Competitive Landscape is the next issue in this conversation and it is also very complex. So far we are down to .01% of the total traffic and now we have to fight with our competitors to get our unfair share of this pie. One thing I try to get my clients to understand is that they do not need to beat their competitor in Adwords, but they do have to not lose to them. What I mean by that is that your prospects are going to shop your offering, and the key to success is being high enough on the list to make it to the short list. If your typical shopper visits 10 sites to select the 3 they are actually going to consider then your need to be on the first short list of 10. Getting to the second short list of 3 is the job of your web site and it is largely based on the web experience you engineer for that visitor. At that stage in the process your Adwords are simply no longer important.

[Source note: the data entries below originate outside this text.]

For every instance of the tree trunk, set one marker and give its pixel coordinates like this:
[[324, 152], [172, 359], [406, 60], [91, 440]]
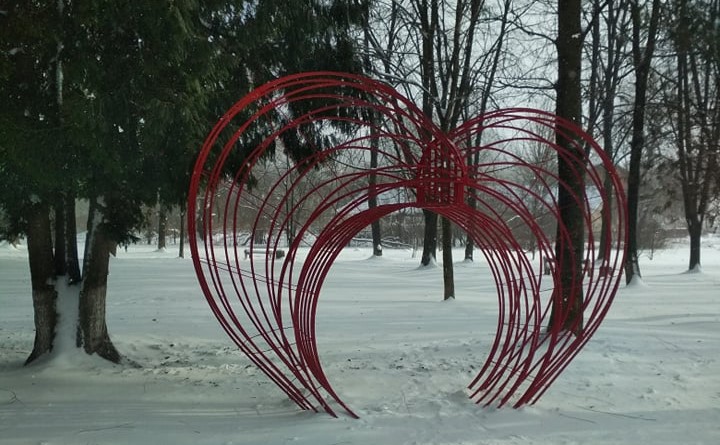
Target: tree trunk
[[42, 277], [162, 227], [569, 250], [641, 62], [469, 241], [430, 238], [183, 215], [93, 335], [59, 231], [448, 272], [695, 231]]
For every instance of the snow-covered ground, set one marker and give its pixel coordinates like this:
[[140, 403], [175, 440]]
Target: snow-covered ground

Networks count too and they add one more dimension to this discussion. Networks are where your ads are going to serve. In a broad sense the networks are either “Search” or “Content” in structure. The search is what most people think of and this is where the person proactively put a search query into Google looking for relative results. Content on the other hand works by matching to the content of the page and the person there is reading content so the theory is that they have a passive interest in your keyword. Just to stay with our car battery example in search we want very specific keywords with a high intent to act value. However in content we want to have a placement that is somehow related to the profile of our audience.In other words we are trying to model keywords that are likely to exist where our audience profile hangs around. Not to be sexist, but for our Automotive Service Center we might want to test fashion and home decorating keywords since these have a very high percentage of women and women are less likely to be in the DIY Auto audience. Conversely if we are working with an Auto Parts client we might want to target automotive how-to keywords since reading a how-to manual is a strong indicator of interest in purchasing parts and tools. .
As you can see from these very simple examples the challenge is not in finding your keywords, but figuring out how to not infringe on others. The secret is, as always, in the details and it not the positive keyword but the negatives and other restrictions that get you the traffic you really want. While “Car Battery” applies to the Auto Service Center, DIY, and Auto Parts industries the negatives and extended qualifiers are quite different.